# How to specify the doc format?



## fender0107401 (Aug 27, 2009)

Hi all:

Which variable should be set in the /etc/make.conf to specify the doc format(I mean cd /usr/doc; make install)?

1.Accoring to make.conf(5):



> PRINTERDEVICE  (str) The default format for system documentation, depends on your printer. This can be set to ``ascii'' for simple printers, or ``ps'' for postscript or graphics printers with a ghostscript filter, or both.



Seems should be PRINTERDEVICE.

2.Accoring to the Handbook 24.4.4:


> The updating and build system of the FreeBSD documentation supports a few options that ease the process of updating only parts of the documentation, or the build of specific translations.
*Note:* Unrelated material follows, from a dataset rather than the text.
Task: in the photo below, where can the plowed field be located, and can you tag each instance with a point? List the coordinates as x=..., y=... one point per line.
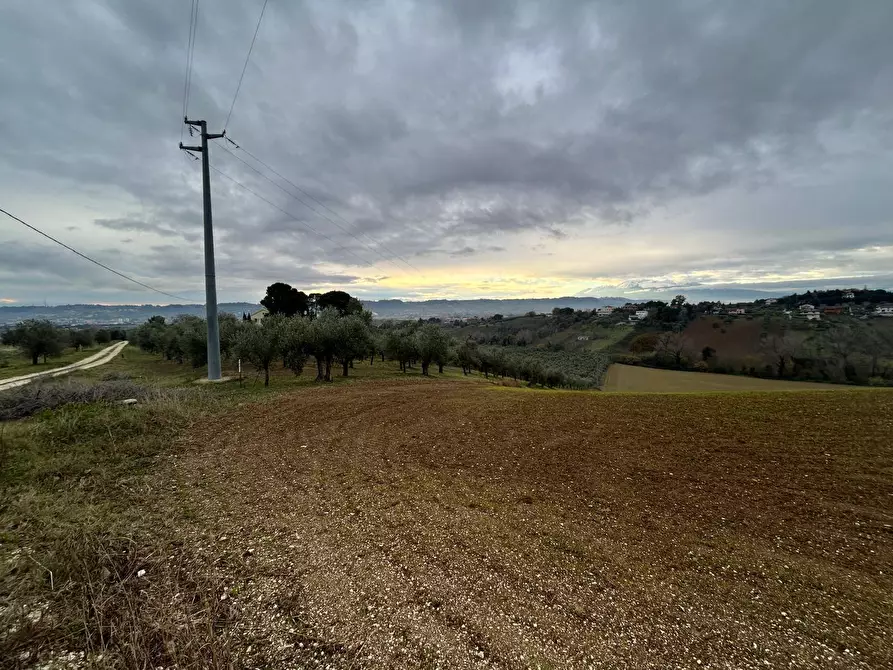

These options can be set either as system-wide options in the /etc/make.conf file, or as command-line options passed to the make(1) utility.
> 
> The following options are some of these:
> DOC_LANG    The list of languages and encodings to build and install, e.g. en_US.ISO8859-1 for the English documentation only.
> ...



Seems should be FORMATS.

3.According to the /usr/doc/share/mk/doc.project.mk:



> DOCFORMAT       Format of the document.  Defaults to docbook. docbook is also the only option currently.



Seems should be DOCFORMAT.

So which one is right? 

I know the handbook is always right, but the doc.project.mk is also dependable. 

In my old setting I just set the "DOC_LANG=en_US.ISO8859-1" in the /etc/make.conf, and when I run "cd /usr/doc; make install" the system will compile a "html-split" version doc and install it to /usr/share/doc directory.

Seems the default format seeting is "html-split".

This is fine enough, I have not the printer, I don't need the pdf or other format, and I know maybe I can't produce other format because I installed "textproc/docproj-nojadetex" instead of "textproc/docproj".

I just want exactly specify the doc format to html-split. 

Another question: which format can be produced be "textproc/docproj-nojadetex" and which format can be produced be "textproc/docproj"?


----------



## fender0107401 (Aug 27, 2009)

I must say sorry, because I don't read the Handbook and the Makefile carefully.

I should add FORMATS=something in my make.conf.


----------